In a secondary analysis of patients in ASSERT, Van Gelder et al. (41) studied the effect of subclinical AF duration on subsequent stroke risk using time-dependent covariate Cox models. These investigators found that subclinical AF duration longer than 24 h was associated with a significant increase in risk of stroke (hazard ratio: 3.24; 95% CI: 1.5 to 6.95; p = 0.003). Patients with subclinical AF duration <24 h had no statistically significant difference in stroke risk compared with patients with no evidence of subclinical AF.
Mahajan et al. (42) performed a systematic review and meta-analysis including 11 studies, analyzing subclinical device-detected AF and stroke risk. The cutoff point for significant subclinical AF duration that was used to predict stroke risk varied among studies (from >6 min to 1 h to >5.5 h total daily burden). Notable results of this analysis included the following: 1) subclinical AF was strongly associated with an almost 6-fold risk of future clinical AF; 2) patients with subclinical AF duration meeting individual study cutoffs had a 2.4-fold increased risk of stroke, with an overall absolute annual risk of 1.89 per 100 person-years; 3) patients with subclinical AF and a mean CHADS2 (congestive heart failure, hypertension, age, diabetes, stroke) score of 2.1 had an estimated annual stroke rate of 2.76 per 100 person-years; and 4) short episodes of subclinical AF not meeting individual study cutoffs were associated with a lower stroke risk of 0.93 per 100 person-years.
Taken together, these studies suggest that subclinical AF, and especially AF of longer duration, is associated with an increased risk of ischemic stroke, but they do not prove causality. More data are needed to quantify what amount of subclinical AF may be clinically significant and demonstrate that detection and treatment of this condition prevents strokes.
Detection of Subclinical Atrial Fibrillation in Cryptogenic Stroke
Growing numbers of AECG modalities are available and have been studied for detection of subclinical AF in patients with cryptogenic stroke. A discussion and comparison of the various external devices can be found in many of the contemporary review articles of both AECG monitoring and cryptogenic stroke (11,16,17). This section focuses specifically on the evidence for ICMs in the detection of subclinical AF in cryptogenic stroke. Several small, prospective studies evaluated AF detection in patients with cryptogenic stroke with ICMs before the release of CRYSTAL-AF (43–48). These results are summarized in Table 4 (13,43–50).
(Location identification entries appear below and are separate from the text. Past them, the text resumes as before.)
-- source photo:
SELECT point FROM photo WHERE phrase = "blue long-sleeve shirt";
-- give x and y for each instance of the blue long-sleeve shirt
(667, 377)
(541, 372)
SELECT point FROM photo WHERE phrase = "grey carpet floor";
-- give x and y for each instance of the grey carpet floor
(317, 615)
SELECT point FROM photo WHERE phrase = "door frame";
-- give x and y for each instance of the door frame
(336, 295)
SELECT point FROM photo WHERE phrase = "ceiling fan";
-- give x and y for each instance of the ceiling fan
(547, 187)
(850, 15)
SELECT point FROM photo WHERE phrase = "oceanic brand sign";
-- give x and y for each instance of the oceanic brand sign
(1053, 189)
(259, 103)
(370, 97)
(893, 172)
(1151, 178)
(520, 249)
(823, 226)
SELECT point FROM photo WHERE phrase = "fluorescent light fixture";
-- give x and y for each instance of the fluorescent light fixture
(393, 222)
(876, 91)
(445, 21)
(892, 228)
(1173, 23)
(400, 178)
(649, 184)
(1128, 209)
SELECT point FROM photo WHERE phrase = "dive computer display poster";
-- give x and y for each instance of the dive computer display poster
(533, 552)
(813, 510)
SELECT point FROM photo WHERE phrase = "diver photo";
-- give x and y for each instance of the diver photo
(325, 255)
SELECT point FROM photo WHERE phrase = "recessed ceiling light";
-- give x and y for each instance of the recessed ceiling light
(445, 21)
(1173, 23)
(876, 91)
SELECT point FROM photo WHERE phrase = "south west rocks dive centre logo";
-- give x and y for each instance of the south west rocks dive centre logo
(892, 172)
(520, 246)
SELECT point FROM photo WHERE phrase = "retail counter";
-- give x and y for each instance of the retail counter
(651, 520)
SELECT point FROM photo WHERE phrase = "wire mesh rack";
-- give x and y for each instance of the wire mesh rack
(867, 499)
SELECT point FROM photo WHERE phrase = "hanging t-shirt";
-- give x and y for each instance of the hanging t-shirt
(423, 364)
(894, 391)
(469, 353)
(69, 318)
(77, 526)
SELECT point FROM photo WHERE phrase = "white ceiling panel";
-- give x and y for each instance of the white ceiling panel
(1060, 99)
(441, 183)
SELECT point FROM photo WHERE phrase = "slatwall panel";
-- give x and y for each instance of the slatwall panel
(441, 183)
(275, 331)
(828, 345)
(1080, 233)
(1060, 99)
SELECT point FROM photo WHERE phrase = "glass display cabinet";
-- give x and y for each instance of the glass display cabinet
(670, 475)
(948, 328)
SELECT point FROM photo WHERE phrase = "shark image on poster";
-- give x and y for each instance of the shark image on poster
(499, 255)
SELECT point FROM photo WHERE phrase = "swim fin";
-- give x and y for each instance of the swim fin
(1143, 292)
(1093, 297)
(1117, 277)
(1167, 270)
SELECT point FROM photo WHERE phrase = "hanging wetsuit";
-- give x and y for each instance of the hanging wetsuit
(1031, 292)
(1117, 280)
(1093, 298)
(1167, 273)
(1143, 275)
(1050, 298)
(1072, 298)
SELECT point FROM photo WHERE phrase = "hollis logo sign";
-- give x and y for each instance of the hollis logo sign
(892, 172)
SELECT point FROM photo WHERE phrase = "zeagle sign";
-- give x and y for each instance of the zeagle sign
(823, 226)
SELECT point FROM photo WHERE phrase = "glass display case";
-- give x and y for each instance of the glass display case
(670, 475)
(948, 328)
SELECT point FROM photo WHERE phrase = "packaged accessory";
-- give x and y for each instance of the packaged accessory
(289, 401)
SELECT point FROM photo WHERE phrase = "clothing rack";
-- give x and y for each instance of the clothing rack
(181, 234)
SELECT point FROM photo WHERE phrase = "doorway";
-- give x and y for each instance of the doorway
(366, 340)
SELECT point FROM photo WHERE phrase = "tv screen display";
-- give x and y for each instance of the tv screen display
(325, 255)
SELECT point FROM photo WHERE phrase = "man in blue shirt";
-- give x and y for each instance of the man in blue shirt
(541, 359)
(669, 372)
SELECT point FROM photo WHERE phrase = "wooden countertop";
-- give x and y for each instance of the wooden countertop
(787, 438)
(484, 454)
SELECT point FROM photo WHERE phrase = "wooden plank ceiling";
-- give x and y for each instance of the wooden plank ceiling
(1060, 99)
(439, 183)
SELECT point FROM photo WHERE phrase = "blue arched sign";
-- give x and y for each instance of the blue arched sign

The landmark CRYSTAL-AF trial was among the first randomized controlled trials in the study of subclinical AF in patients with cryptogenic stroke and the largest study of ICMs at the time. CRYSTAL-AF randomized 441 patients with cryptogenic stroke or TIA in a 1:1 ratio of ICM versus control (standard of care monitoring) for detection of AF (13). Primary and secondary endpoints were time to detection of AF lasting 30 s or longer at 6 and 12 months, respectively. ICMs detected AF in 8.9% of patients by 6 months and in 12.4% of patients by 12 months, compared with 1.4% and 2.0%, respectively, in the control group. A follow-up study of the CRYSTAL-AF ICM cohort found a cumulative AF detection rate of 21.1% at 24 months and 30.0% at 3 years in the ICM arm versus 3.0% and 3.0%, respectively, in the control arm (49). The median time to AF detection in the ICM arm was 84 days in the original study and 8.4 months in the 3-year follow-up study. OAC therapy was prescribed for 94.7%, 96.6%, and 90.5% of ICM-treated patients with detectable AF at 6, 12, and 36 months, respectively. These results are summarized in Table 4.
In response to the CRYSTAL-AF study results, a prospective observational study was initiated by Ziegler et al. (50) to investigate the incidence of subclinical AF in a real-world group of patients who had cryptogenic stroke. Investigators used a database of more than 1,200 patients (Medtronic Reveal LINQ Insertable Cardiac Monitor Registry) who received an ICM for the purpose of AF detection following cryptogenic stroke and were monitored for up to 2 years of follow-up. The primary endpoint was adjudicated AF lasting longer than 2 min. The rate of AF detection at 1, 6, 12, and 24 months was 4.6%, 12.2%, 16.3%, and 21.5%, respectively, with a median time to AF detection of 112 days. These results are summarized in Table 4.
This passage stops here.